John T.
John T.

Reputation: 193

java - volatile keyword also for non-primitives

I am unsure if the volatile keyword should also be used for non-primitives. I have a class member which is set/assigned by one thread, and accessed by another thread. Should I declare this member volatile?

private /* volatile */ Object o;

public void setMember(Object o) {
    this.o = o;
}

public Object getMember() {
    return o;
}

Here, setMember(...) is called by one thread and getMember() is called by another one.

If it was a boolean, for example, the answer would be yes.

I am using Java 1.4 and the member in this case is read-only. So I am only caring about visibility in this case, hence my question about the volatile keyword.

Upvotes: 17

Views: 5412

Answers (4)

Kanagavelu Sugumar
Kanagavelu Sugumar

Reputation: 19260

If we look up AtomicInteger class, it has declared value as volatile , So it can be used in multi-threaded environment without any thread cache issue.

public class AtomicInteger {
    private volatile int value;

    /**
     * Gets the current value.
     *
     * @return the current value
     */
    public final int get() {
        return value;
    }

    /**
     * Sets to the given value.
     *
     * @param newValue the new value
     */
    public final void set(int newValue) {
        value = newValue;
    }

}

But if you think reference to AtomicInteger it shelf will be modified with different AtomicInteger objects by many threads; then you need volatile for that reference too.

private volatile AtomicInteger reference = new AtomicInteger(0);

Mostly it won't be the case; only value of the object will changed; hence declare it as final.
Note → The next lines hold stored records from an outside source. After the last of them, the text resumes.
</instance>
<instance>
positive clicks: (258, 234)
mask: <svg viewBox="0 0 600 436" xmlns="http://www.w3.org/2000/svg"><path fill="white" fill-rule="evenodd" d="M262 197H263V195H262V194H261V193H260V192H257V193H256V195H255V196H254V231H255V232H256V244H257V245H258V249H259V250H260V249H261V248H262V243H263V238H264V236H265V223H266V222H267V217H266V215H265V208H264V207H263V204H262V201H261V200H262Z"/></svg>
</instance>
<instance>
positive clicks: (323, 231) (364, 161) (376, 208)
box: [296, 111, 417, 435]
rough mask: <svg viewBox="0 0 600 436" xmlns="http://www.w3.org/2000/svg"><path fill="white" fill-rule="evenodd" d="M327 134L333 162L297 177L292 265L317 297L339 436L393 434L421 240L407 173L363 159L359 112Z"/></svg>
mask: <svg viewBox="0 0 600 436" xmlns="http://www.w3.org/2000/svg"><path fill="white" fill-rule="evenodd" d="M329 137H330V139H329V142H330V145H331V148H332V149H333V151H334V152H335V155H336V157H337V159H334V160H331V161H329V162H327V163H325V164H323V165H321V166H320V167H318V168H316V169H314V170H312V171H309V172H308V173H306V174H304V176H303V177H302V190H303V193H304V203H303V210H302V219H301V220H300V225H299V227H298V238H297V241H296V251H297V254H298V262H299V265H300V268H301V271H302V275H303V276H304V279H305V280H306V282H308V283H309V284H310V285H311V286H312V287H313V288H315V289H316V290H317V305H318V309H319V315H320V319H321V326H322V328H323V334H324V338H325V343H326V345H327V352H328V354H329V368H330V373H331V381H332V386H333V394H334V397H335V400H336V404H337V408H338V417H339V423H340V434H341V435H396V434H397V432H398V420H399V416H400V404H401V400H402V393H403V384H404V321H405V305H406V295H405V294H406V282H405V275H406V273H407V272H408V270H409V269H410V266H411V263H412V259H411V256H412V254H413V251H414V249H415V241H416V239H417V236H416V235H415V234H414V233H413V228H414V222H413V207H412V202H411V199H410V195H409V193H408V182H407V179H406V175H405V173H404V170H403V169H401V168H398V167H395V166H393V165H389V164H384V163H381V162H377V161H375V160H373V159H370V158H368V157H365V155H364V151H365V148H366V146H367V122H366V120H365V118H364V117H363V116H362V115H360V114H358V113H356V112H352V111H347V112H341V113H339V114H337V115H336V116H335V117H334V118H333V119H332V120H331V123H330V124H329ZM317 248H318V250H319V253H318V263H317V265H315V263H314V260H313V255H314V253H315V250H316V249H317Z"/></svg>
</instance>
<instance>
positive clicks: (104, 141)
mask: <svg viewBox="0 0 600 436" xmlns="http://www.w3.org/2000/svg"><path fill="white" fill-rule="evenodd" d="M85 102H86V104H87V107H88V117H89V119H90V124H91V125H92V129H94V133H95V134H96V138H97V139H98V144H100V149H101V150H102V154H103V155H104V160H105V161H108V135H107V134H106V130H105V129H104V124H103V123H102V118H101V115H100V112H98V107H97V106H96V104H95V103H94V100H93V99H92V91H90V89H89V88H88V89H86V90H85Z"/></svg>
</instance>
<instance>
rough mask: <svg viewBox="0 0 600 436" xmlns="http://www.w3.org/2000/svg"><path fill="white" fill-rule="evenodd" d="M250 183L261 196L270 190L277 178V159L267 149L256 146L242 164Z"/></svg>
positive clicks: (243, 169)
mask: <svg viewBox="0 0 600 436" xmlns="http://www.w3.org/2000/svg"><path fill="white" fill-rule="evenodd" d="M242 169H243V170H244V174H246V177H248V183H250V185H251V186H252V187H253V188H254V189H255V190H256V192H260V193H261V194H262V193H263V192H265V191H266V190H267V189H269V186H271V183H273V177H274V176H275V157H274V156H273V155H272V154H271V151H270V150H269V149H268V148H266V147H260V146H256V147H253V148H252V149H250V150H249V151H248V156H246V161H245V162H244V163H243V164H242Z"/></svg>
private final AtomicInteger reference = new AtomicInteger(0);

Upvotes: 1

Tomasz Nurkiewicz
Tomasz Nurkiewicz

Reputation: 340693

Yes, your code is correct. In this case the reference itself is volatile, so chances to the reference are automatically visible in all other threads, but not changes to the object being referenced.

Upvotes: 4

Michael Borgwardt
Michael Borgwardt

Reputation: 346260

Yes - volatile has exactly the same significance for reference-type fields that it has for primitive-type fields. Except that in the case of reference types, the members of the object the field refers to must also be designed for multi-threaded access.

Upvotes: 12

Affe
Affe

Reputation: 47954

You can, and it may be helpful, but remember the keyword just applies to the setting of the reference. It has no effect on multi-thread visibility of the properties inside that object. If it is stateful, you probably want to synchronize around each access to it anyway, to ensure the desired happens-before relationships.